Time Trek

I’d like to explain my timescales here. 

The earth is thought to be around 4.55 billion years old. Call it 4,550 million years old. Or 4,550,000,000 years old. Or what have you.

My fellowship at MIT lasts until mid-May. Right around my birthday. And around the time when my brother is expecting his 2nd child to be born. And that’s about 4.5 months from now. So we’ll call it 4 months plus 15 days. Or 135 days, since this year January, February, March and April have an average of 30 days, rather conveniently. 

Not that this helps explain anything.

Not that this helps explain anything.

Okay, so 4,550,000,000 divided by 135 = 33,703,703 years per day. In other words: 

  • a day of Ian Time equals 33.7 million years of Earth Time;
  • an hour of Ian Time equals 1.4 million years of Earth Time;
  • a minute of Ian Time equals 23,405 years of Earth Time;
  • a second of Ian Time equals 390 years of Earth Time. 

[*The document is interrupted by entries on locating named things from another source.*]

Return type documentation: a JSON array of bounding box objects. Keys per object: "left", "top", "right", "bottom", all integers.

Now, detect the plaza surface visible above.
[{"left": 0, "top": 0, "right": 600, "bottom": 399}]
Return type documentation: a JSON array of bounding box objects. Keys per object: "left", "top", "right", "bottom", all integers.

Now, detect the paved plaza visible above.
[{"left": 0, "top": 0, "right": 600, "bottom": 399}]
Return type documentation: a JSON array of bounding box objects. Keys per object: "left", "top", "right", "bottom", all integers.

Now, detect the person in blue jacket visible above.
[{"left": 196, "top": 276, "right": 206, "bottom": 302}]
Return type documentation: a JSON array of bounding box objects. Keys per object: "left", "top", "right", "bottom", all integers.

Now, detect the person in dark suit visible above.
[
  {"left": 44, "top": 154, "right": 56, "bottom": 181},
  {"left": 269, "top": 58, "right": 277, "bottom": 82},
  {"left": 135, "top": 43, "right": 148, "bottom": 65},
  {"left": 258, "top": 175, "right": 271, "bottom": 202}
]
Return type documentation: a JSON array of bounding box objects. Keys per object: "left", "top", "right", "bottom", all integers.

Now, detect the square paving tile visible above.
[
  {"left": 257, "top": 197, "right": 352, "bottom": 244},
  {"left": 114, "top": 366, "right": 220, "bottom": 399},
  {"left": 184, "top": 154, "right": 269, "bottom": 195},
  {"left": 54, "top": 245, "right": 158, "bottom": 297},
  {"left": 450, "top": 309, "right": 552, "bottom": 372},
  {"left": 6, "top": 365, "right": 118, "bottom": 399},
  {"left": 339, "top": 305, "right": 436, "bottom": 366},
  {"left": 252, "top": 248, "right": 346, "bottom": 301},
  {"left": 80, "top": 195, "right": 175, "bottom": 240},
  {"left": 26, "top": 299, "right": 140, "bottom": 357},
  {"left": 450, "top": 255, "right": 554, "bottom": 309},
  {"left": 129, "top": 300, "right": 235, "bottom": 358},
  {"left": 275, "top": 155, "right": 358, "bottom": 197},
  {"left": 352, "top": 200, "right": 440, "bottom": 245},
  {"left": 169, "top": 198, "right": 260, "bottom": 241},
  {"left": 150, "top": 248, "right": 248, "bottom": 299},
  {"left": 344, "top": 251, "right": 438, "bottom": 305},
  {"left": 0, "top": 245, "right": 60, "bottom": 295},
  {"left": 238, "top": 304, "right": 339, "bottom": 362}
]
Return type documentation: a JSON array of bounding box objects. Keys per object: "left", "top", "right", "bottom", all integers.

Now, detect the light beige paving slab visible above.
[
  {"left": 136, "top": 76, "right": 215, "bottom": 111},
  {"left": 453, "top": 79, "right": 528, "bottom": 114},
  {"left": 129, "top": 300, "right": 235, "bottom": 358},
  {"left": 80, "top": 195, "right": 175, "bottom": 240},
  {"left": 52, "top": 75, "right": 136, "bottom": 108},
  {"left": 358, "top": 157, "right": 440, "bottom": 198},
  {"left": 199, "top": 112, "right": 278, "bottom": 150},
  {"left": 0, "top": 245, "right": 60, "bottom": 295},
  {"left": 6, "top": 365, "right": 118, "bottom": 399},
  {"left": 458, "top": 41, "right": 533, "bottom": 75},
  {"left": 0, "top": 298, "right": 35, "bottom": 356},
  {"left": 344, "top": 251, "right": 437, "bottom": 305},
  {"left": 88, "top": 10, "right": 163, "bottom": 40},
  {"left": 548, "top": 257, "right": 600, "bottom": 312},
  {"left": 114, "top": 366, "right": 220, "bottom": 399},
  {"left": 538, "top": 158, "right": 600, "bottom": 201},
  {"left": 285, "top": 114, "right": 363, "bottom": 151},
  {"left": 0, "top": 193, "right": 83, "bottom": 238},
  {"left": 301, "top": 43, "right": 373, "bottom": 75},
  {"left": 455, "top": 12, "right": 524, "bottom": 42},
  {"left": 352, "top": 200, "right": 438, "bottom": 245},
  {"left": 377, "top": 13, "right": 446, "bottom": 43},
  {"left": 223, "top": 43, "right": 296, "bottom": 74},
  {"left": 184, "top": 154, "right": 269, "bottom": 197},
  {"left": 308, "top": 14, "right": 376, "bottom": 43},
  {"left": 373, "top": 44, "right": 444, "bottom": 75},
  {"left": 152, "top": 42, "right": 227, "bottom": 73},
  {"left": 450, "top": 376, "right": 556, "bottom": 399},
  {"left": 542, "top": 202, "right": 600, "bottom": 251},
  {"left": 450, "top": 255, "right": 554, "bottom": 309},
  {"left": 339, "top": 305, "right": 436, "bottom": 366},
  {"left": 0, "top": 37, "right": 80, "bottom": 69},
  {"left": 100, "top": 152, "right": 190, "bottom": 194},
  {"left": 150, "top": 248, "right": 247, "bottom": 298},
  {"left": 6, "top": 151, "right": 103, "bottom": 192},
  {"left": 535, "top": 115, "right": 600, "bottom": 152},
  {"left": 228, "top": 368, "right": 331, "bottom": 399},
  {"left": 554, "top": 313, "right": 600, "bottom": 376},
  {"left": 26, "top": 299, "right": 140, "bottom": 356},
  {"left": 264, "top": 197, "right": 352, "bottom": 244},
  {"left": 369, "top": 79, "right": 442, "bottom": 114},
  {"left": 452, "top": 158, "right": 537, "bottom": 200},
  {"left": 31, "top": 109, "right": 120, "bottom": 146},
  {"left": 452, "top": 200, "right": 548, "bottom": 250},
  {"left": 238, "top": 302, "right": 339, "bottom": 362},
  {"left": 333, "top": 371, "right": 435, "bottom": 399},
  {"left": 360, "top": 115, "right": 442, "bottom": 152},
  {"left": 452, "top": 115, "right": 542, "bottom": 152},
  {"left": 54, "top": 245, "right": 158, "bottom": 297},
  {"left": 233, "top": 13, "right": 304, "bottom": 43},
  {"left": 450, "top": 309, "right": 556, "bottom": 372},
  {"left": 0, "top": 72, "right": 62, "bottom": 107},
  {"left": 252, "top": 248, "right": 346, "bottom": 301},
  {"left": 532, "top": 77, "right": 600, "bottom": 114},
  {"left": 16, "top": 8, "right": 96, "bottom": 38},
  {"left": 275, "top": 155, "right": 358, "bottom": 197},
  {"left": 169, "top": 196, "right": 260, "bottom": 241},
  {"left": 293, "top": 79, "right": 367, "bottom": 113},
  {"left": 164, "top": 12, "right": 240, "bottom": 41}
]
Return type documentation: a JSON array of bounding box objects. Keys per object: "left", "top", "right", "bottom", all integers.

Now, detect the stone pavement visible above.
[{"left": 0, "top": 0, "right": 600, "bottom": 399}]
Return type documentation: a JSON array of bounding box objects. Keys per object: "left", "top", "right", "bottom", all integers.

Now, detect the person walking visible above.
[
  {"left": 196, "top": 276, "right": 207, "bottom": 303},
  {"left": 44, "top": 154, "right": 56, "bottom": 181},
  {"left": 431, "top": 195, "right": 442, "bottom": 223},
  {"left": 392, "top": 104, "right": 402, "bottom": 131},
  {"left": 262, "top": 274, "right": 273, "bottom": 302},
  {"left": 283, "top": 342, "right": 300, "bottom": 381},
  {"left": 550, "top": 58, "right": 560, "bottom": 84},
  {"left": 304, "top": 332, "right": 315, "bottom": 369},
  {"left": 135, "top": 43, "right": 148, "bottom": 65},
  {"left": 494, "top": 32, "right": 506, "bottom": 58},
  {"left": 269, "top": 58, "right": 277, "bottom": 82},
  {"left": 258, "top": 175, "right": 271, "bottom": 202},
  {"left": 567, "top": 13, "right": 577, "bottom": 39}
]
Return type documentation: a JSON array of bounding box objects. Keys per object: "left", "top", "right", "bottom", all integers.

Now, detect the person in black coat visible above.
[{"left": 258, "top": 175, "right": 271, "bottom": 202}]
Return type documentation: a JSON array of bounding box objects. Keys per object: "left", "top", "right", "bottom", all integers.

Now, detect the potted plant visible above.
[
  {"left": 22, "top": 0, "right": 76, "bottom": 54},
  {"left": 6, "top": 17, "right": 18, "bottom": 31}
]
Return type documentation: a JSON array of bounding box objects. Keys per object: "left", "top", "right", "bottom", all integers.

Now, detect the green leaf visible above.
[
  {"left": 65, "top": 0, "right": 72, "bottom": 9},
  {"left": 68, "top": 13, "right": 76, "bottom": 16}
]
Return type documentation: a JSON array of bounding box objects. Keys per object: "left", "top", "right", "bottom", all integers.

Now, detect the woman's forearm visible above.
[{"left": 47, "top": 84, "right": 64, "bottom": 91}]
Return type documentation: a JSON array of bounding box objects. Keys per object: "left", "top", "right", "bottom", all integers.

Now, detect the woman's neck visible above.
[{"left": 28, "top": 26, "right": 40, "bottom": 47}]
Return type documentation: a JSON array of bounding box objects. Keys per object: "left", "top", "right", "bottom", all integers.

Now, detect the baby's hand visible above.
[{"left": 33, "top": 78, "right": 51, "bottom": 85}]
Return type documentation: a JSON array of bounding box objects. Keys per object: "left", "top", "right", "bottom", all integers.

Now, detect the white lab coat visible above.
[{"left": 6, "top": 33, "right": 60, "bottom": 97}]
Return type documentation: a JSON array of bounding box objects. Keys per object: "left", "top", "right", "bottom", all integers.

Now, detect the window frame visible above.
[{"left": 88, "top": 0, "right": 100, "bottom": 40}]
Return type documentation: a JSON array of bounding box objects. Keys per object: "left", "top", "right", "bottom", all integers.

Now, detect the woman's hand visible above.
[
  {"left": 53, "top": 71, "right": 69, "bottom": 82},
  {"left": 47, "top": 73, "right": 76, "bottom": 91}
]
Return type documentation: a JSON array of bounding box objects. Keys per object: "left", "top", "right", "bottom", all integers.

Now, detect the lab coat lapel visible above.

Looking ahead towards some big events this year, I’ve got to mark my calendar for:

  • January 19th — the Late Heavy Bombardment — will there be a hailstorm?
  • March 1st — the Great Oxidization Event — avoid Beijing
  • May 7th — the end-Permian Extinction — avoid Siberian volcanoes

Just to name a few. We wouldn't want to give everything away!